Bahkan, salah satu proyeksi sebelumnya memperkirakan IHSG pada September masih bergerak konsolidatif. Jika mampu menembus 6.600 dengan volume kuat dan foreign flow positif, peluang menuju 6.700 terbuka. Namun, apabila support 6.450 ditembus, risiko koreksi menuju 6.350 masih ada.

Investor Sebaiknya Tidak Terburu-buru Mengejar Harga

Rebound IHSG memang memberikan angin segar bagi pasar saham Indonesia.

Tetapi investor sebaiknya tidak langsung mengartikan penguatan ini sebagai tanda bahwa seluruh risiko sudah hilang.

Justru fase seperti sekarang membutuhkan disiplin.

IHSG di atas 6.600 menunjukkan pasar mulai membangun kembali kepercayaan. Tetapi level 6.700 akan menjadi ujian berikutnya.

Jika resistance tersebut berhasil ditembus dengan dukungan transaksi dan dana asing, target psikologis 7.000 akan semakin masuk radar.

Sebaliknya, kegagalan melewati 6.700 dan kembalinya IHSG ke bawah 6.600 dapat menjadi tanda bahwa kenaikan sebelumnya masih sebatas technical rebound.

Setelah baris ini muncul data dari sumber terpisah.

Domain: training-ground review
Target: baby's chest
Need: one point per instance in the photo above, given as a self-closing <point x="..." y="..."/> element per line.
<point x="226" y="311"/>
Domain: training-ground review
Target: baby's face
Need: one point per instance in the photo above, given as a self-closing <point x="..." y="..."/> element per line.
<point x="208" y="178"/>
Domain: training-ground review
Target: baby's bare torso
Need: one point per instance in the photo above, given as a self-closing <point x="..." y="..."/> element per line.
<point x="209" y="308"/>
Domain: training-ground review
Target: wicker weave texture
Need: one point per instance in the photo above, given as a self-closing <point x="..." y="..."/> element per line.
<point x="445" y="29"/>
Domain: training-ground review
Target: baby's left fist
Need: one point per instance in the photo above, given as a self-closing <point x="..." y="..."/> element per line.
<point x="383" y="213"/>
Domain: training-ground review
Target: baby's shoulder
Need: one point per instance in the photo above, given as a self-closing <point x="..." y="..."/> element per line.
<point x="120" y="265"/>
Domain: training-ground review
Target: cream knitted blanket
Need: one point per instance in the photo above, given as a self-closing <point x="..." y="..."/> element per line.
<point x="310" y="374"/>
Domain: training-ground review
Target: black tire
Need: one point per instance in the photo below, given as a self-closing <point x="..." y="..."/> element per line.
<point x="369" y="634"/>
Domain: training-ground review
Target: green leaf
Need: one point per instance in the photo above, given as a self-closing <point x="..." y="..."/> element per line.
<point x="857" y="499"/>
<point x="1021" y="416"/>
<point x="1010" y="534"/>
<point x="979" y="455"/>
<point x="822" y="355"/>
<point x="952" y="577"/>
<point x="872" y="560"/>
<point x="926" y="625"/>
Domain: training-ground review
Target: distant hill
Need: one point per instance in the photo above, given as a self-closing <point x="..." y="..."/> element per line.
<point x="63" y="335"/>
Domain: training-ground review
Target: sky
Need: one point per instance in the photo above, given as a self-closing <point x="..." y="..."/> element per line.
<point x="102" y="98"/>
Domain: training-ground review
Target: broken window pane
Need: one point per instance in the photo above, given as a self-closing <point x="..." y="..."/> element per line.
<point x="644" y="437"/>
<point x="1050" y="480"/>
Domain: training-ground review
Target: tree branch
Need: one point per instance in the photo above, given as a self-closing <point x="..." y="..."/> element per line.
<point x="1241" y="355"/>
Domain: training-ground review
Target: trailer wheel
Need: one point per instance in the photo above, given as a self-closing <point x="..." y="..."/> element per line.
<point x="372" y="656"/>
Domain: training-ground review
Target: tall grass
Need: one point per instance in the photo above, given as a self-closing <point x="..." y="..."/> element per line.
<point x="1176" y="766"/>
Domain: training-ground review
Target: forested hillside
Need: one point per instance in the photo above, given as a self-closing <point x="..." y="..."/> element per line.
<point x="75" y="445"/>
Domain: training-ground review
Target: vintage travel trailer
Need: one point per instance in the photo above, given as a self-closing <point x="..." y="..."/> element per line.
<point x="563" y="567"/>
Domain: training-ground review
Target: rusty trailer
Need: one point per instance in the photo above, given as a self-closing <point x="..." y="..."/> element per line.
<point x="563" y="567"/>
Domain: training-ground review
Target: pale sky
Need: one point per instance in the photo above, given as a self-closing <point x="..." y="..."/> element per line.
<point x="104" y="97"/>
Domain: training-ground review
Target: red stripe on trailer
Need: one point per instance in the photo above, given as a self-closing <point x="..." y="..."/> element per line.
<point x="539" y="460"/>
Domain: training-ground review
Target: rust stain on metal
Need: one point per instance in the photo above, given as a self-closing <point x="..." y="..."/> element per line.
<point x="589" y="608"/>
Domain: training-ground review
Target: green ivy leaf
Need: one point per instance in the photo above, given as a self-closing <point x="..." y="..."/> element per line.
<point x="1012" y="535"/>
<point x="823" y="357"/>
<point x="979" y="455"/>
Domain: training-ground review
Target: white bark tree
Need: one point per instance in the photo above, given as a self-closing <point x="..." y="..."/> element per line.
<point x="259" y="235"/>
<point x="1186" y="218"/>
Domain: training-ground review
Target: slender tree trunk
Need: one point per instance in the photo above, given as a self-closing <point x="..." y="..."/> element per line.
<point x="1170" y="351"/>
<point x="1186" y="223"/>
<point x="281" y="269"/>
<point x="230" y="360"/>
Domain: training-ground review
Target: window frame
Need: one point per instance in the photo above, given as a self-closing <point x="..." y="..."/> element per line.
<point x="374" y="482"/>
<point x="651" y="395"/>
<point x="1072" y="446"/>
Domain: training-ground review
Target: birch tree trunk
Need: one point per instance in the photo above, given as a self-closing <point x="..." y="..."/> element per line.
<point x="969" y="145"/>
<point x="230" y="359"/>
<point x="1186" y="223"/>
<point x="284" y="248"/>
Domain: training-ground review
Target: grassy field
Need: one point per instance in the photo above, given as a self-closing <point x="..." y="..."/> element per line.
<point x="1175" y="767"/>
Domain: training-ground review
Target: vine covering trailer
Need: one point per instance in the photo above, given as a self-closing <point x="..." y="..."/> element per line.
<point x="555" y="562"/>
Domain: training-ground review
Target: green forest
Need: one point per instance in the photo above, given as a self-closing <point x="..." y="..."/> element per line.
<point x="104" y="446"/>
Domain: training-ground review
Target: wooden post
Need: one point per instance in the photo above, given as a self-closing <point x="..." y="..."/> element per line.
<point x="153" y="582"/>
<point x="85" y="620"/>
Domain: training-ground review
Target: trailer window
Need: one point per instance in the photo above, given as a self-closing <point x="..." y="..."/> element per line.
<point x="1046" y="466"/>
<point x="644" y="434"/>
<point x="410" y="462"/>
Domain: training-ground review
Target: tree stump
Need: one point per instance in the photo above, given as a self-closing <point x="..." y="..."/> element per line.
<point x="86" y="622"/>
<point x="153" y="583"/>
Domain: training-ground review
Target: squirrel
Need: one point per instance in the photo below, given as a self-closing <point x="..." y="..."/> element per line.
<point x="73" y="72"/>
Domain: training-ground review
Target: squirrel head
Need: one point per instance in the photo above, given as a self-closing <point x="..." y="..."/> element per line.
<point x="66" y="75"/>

Jadi, pertanyaannya bukan sekadar apakah IHSG bisa kembali ke 7.000.

Pertanyaan yang lebih penting bagi investor adalah: apakah kenaikan menuju 7.000 akan ditopang oleh uang asing, saham big caps, volume transaksi, dan fundamental yang cukup kuat?

Untuk saat ini, jawabannya mulai terlihat positif—tetapi belum terkonfirmasi sepenuhnya.

Disclaimer: Artikel ini bersifat informatif dan bukan merupakan rekomendasi membeli atau menjual efek. Investor perlu mempertimbangkan profil risiko dan melakukan analisis mandiri sebelum mengambil keputusan investasi.